What is CF?

"Cystic fibrosis is a genetic disease that causes thick, sticky mucus to build up in the lungs and digestive system and other organs of the body. This mucus leads to chronic lung infections and difficulty digesting food and nutrients. The treatment of CF depends upon the severity of symptoms and the organs involved."

"Most people with CF must take pancreatic enzyme supplements with every meal to absorb enough calories and nutrients to grow and stay healthy. They also must eat a high-calorie, high-fat diet. People with CF also perform daily airway clearance therapy to help clear mucus from the lungs. Other types of treatments include antibiotics to fight lung infections and drugs to thin the mucus and improve lung function."

-Cystic Fibrosis Foundation

Is CF contagious?

No. CF is part of a person's genetic makeup, much like eye color or height. You can't "catch" CF. However, there are certain bacteria that, while they may be harmless to most people, can be very detrimental to the health of someone with CF. These germs are easily passed from one CFer to another, so people with CF are strongly encouraged to keep their distance from each other.
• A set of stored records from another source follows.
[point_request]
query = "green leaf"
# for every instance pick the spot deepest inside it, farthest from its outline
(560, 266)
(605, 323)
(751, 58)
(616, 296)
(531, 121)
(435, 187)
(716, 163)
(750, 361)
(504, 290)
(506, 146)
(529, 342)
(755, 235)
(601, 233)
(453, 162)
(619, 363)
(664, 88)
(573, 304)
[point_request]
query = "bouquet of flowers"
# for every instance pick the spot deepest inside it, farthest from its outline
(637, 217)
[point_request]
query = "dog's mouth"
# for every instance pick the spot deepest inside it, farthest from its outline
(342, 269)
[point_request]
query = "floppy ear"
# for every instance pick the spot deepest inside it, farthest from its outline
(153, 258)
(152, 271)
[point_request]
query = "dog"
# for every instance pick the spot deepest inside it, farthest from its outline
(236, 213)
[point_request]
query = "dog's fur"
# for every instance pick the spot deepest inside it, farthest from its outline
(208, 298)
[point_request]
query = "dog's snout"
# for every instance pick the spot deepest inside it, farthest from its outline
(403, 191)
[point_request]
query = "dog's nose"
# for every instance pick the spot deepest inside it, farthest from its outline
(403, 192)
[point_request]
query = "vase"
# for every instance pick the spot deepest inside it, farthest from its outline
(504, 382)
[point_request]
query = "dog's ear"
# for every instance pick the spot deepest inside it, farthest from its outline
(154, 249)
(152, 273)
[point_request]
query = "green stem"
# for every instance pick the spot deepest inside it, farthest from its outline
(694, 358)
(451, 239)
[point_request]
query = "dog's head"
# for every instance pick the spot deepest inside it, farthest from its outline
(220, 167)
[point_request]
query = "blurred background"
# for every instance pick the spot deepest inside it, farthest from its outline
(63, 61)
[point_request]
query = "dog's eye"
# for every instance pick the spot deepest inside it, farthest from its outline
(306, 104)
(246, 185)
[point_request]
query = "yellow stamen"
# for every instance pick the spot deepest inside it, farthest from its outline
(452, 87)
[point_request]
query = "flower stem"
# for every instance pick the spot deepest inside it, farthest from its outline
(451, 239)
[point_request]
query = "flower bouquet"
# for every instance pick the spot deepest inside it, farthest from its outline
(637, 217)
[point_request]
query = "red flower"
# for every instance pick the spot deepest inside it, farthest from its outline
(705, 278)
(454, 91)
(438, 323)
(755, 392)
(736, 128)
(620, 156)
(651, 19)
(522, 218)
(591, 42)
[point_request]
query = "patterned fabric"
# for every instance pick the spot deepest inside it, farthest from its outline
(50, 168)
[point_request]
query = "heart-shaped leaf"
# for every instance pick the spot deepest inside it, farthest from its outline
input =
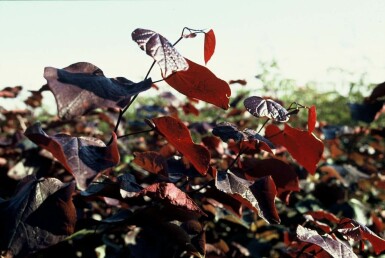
(209, 45)
(200, 83)
(159, 48)
(39, 215)
(83, 157)
(333, 247)
(82, 87)
(284, 176)
(169, 194)
(179, 136)
(258, 196)
(304, 147)
(260, 107)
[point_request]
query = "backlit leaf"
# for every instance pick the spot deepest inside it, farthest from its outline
(305, 148)
(82, 87)
(200, 83)
(159, 48)
(258, 196)
(179, 136)
(209, 45)
(169, 194)
(83, 157)
(260, 107)
(333, 247)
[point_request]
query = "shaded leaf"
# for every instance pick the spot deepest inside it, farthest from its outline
(311, 119)
(83, 157)
(82, 87)
(169, 194)
(258, 196)
(284, 176)
(159, 48)
(35, 99)
(10, 92)
(200, 83)
(39, 215)
(333, 247)
(305, 148)
(151, 161)
(209, 45)
(179, 136)
(356, 231)
(241, 82)
(260, 107)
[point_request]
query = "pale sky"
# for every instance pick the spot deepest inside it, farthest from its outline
(305, 37)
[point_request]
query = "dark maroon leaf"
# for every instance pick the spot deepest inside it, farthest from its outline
(284, 176)
(159, 48)
(179, 136)
(82, 87)
(84, 157)
(209, 45)
(260, 107)
(356, 231)
(35, 99)
(128, 185)
(39, 215)
(333, 247)
(227, 131)
(151, 161)
(10, 92)
(259, 195)
(200, 83)
(169, 194)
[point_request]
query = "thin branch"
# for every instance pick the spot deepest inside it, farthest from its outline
(134, 133)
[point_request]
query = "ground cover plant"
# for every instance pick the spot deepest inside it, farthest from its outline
(239, 176)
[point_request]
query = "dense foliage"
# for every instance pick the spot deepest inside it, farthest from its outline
(117, 175)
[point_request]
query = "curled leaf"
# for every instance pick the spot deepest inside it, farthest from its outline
(82, 87)
(83, 157)
(200, 83)
(179, 136)
(159, 48)
(305, 148)
(260, 107)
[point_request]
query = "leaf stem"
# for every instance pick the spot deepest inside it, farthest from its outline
(134, 133)
(263, 125)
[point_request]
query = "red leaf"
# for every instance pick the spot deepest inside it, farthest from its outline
(151, 161)
(40, 214)
(188, 108)
(200, 83)
(171, 195)
(333, 247)
(209, 45)
(159, 48)
(353, 229)
(311, 119)
(83, 157)
(284, 176)
(179, 136)
(305, 148)
(325, 215)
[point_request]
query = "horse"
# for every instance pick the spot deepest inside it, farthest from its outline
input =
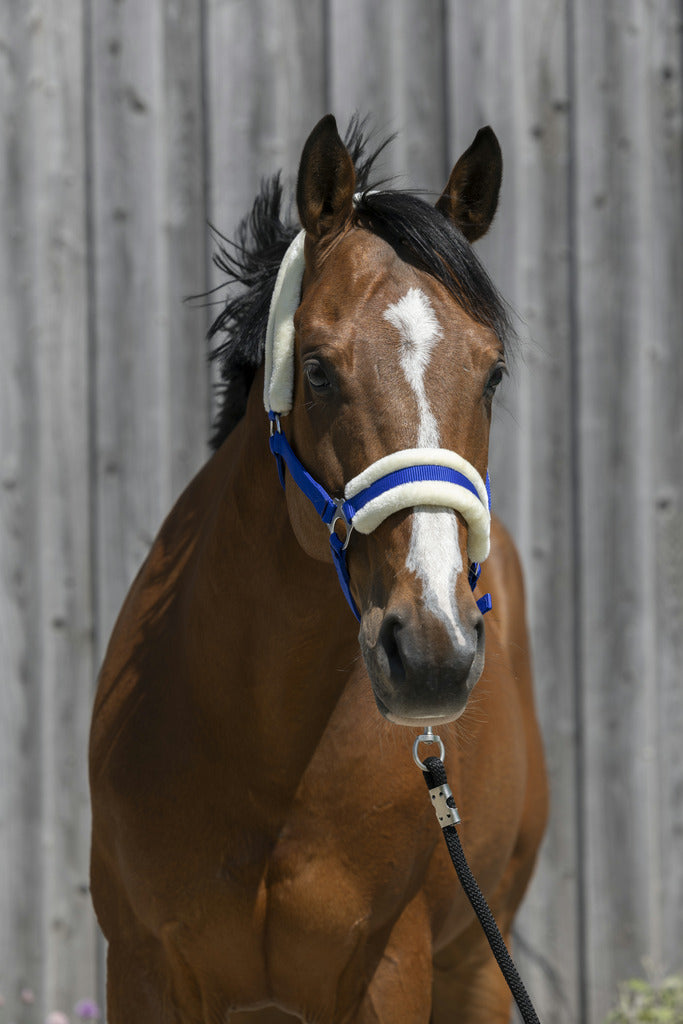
(263, 848)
Does CF affect more than just the lungs?

Yes. The same thick, sticky mucus that clogs our airways affects other organs as well. The pancreas is another major organ that is commonly affected. CF can also have an affect on the liver, intestines, sweat glands and reproductive organs.

What is the life expectancy for someone with CF?

"In recent years, many advances in the care and treatment of CF have improved the length and quality of life for people with the disease. The median predicted age of survival for a person with CF is now 37 years. Although the outlook for people with CF is improving, there is no cure."